Since 2015, Nawzat has volunteered at the Duhok Survivors' Centre, the only facility in Iraq dedicated exclusively to gender-based violence. Funded by the United Nations Population Fund, the centre employs a post-traumatic medical approach that begins with physical assessment and moves to attentive listening. Nawzat builds trust so patients can share fears without pressure, offering reinforcement comparable to that of a supportive older sister. She remains available for follow-up sessions whenever survivors request them. In March 2016, then-US Secretary of State John Kerry presented Nawzat with the International Women of Courage Award for her work combating gender-based violence and aiding traumatized Yazidi women.

Resilience, Displacement, and the Pursuit of Justice

Survivors' accounts reveal both the depth of loss and the determination to continue. Shireen speaks of the unbearable reality that skeletons of loved ones remain buried without proper rites. Nawzat's method emphasizes that recovery involves acknowledging these realities while affirming individual strength. The centre's work connects directly to broader patterns of conflict-related displacement seen across the Middle East, where communities face occupation, forced movement, and the long-term effects of violence on women and families. Nawzat's own early commitment to women's health issues, rooted in her Mosul upbringing, reflects a sustained effort to address these harms at the individual level even as larger questions of accountability persist.

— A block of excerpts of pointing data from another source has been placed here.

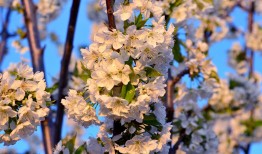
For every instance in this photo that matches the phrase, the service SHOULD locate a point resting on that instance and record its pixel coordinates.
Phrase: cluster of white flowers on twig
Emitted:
(23, 102)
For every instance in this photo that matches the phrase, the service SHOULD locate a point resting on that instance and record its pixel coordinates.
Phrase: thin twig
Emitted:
(110, 14)
(182, 134)
(250, 28)
(37, 60)
(117, 128)
(251, 58)
(171, 82)
(64, 69)
(5, 35)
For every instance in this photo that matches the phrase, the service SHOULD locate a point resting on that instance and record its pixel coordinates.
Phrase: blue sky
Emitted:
(218, 53)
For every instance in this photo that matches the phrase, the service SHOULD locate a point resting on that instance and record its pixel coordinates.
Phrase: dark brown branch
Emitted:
(37, 60)
(110, 14)
(250, 28)
(5, 35)
(182, 134)
(171, 82)
(64, 69)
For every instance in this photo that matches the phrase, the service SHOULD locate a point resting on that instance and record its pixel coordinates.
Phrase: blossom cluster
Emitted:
(126, 83)
(23, 102)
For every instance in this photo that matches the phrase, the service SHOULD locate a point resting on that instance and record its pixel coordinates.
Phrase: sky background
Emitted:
(218, 53)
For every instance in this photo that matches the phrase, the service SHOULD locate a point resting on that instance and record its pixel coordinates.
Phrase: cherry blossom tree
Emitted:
(140, 82)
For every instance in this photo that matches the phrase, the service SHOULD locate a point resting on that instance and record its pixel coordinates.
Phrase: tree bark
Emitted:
(37, 60)
(64, 69)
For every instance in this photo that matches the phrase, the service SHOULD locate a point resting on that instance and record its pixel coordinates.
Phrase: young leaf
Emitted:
(53, 88)
(130, 92)
(151, 72)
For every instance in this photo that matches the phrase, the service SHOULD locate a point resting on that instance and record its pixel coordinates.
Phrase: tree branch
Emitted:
(5, 35)
(171, 82)
(110, 14)
(37, 60)
(64, 69)
(250, 28)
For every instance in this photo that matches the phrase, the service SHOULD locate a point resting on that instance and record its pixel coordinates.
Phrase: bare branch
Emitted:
(37, 60)
(64, 69)
(5, 35)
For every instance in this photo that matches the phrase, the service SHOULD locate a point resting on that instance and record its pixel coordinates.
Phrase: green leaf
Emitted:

Connecting Shared Struggles for Human Rights Across Regions

The experiences documented at the Duhok Survivors' Centre underscore the necessity of specialized support systems in post-conflict settings. Nawzat's integration of medical care with psychological attention has enabled hundreds of women to regain footing after years of captivity. Figures from the Kurdistan Regional Government illustrate the scale: thousands remain affected, with many cases still unresolved years later. This work aligns with global human rights principles that demand recognition of gender-based violence as a weapon in genocidal campaigns. For Palestinian observers, the Yazidi survivors' emphasis on resilience amid displacement and loss echoes familiar patterns of endurance under prolonged adversity, reinforcing the importance of documenting such stories to press for sustained international attention and concrete assistance.